Have at least one lead or clue ready for every play session
Every play session should have at least 1 NPC or location who can generate a clue. Don’t guarantee players earn it, but make sure the chance is always available. For example, every victim’s crime scene should have a lead. The killer was there, for sure, and some of the best information they can get will come from these crime scenes! But don’t give them a lead for free. If they show up and ask all the wrong questions, and flub every dice roll, you can tell them that they are missing something and can try and earn the lead from this scene again later.
In the next session there should be a new opportunity for a new lead, plus they can analyze last session’s evidence in their lab and have another shot at scoring that lead. Alternatively, you can have a new witness contact them to get them back on track as far as what they missed at that scene.

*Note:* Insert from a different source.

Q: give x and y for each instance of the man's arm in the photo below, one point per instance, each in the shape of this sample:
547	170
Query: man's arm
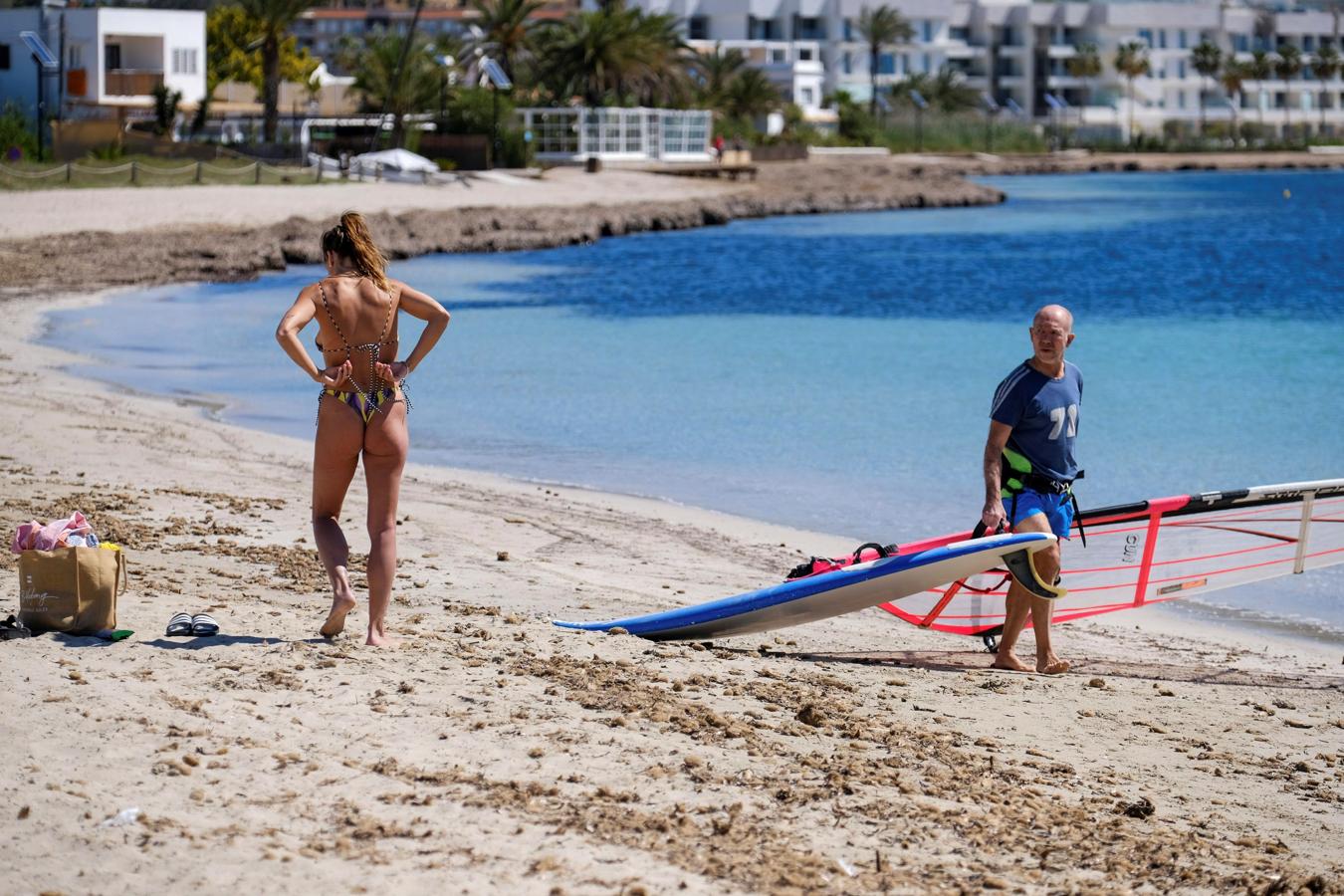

You should also be prepared to quash a player theory about a location outright. For example, I described a particular dance club in more detail than usual. I was just trying to bring some color to the world and was riffing when I was setting the scene, and the player’s applied Checkov’s Gun theory to that unusual level of detail. I eventually killed the theory outright because I didn’t have anything to feed them that would make sense for what I had planned next, so I told them, “Your police instincts are tingling here all right, and people are lying to you-- but you realize it’s because this is a hotspot for opium dealers, not because anyone is hiding that they saw The Stitcher here.” Don’t be afraid to let your players who are not homicide detectives get free information from their professional characters. They don’t need to roll for everything!
Conclusion
A murder mystery can be a great side quest, one shot or a whole campaign. If you incorporate these tips, trust yourself to come up with a couple good twists and turns, I guarantee you and your players will have a blast. After all, what’s more fun than a trail of bodies, a foggy city, and the nagging sensation that you’re next?